How do I know? As soon as you have to eat something like an old can of Kroger’s Cream of Mushroom Soup or a toad, you’re gonna get the runs and die. It’s that simple. You will not last being off your diet. If I pour you a bowl of Cheerios and slide it across the table and you act like I just slid a bomb in your direction, you aren’t gonna last.
But it doesn’t have to be this way. Let me help you. Friend, as soon as there’s a threat of nuclear war, here’s the first thing you need to do: go to Jack n the Box, get an order or two of tiny tacos, and put them in your refrigerator. Every day for a week, you will take one taco out, heat it up, and eat it. Then you’ll reduce it to every other day, then eventually one a week until nuclear war breaks out. A stomach that is acclimated to Jack n the Box tiny tacos can survive off rats, roaches, and your dog that we will eventually eat.
I told you I was gonna be real.
*Not Weight Watchers.

Advice 3: Show Honor, Like Me
Some of you don’t believe me. That’s fine. I’ll still take the high road and bury you. I’ll pull you out of whatever crawlspace you’re in and drag your body however far I need to go to get you in the ground. When your crispy head falls off, I will bend down and pick it up, and reattach it. But first I’ll jokingly make it say, “Capri Suns are poison, I’d never let my kids have one” in your voice. At this point, it really doesn’t matter if your head is attached or half a mile away, but I reattach it to show you honor. That’s the difference between us.
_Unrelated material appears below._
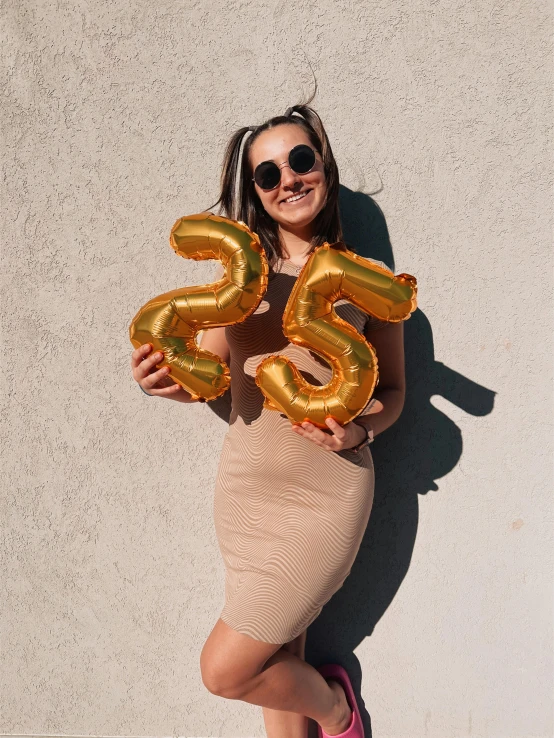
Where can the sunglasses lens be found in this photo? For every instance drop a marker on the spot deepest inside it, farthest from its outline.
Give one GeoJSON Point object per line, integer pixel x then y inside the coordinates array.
{"type": "Point", "coordinates": [302, 159]}
{"type": "Point", "coordinates": [267, 175]}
After I toss you into the mass grave my faction and I spent 16 hours digging (wasting precious ground squirrel calories), I will say a prayer for you even though I know it’s too late. I’ll do it because I like to pretend I’m being filmed for a movie and I’m smiling a bit because I know it’s ridiculous. This is what keeps me sane—little chuckles here and there. Just then, an empty Capri Sun wrapper floats by, its silver packaging glistening in the moonlight, and lands on your body. I climb down into the grave and put your hand on the Capri Sun wrapper. The Egyptians believe that whatever you’re buried with, you get to take into the next life, so even though I know that’s bunk, I chuckle at the image of you walking into the next life and you’ve got a Capri Sun in your hand.
Advice 4: Choose Your Clans Wisely
Some of you are villains or are easily susceptible to joining villain-led clans. I’m good at sniffing out villains before they show their full hand. My husband can vouch for my reputation. “Yeah, yeah… you’re good at it” he’d say while raising his hands just above his shoulders and waving them in a very sarcastic cheer. I saved you, bro.

The short answer for spotting covert villains is to look for people who don’t make sense. Look for the people you’re always making excuses for, learn their weaknesses, because you’ll have to fight them and possibly raid their stash. If you’re still confused, just join whatever clan I join.
An Illustration of How This Is Going to Work

While I have my strengths for surviving in the wasteland, I’m not a leader nor do I want to be. Leaders have to schmooze people in order to get the dummy-crowd from doing low-IQ things. I found a Dale Carnegie book in the little library by my house that teaches you all these tips on how to get people to like you and do whatever you want. Half the tips, I hate when people do them. “Say the person’s name a lot.” You say my name a lot and I know you’re up to something. But a goof hears his name several times and he’s willing to kill for you.
No, I’m not a leader in that sense, but I recognize the talent (evil) in those who are willing to say another man’s name over and over again just to get him to light an enemy’s encampment on fire. I’m the person the leader glances at after he says, “The key to the armory is somewhere in its bowels.”

The leader doesn’t have to say my name—in the wasteland, I have no name—nor does he have to charm me by speaking to my potential and my principles. He already knows I deeply hate the enemy Kai and his clan of brother-men, and when something needs to get done, like swimming through a dead whale’s bowels to get the key to the dead general’s armory in order that we may be equipped to drive Kai’s clan out of the valley, I’M GOING TO DO IT.

But the real question is, what are you gonna do?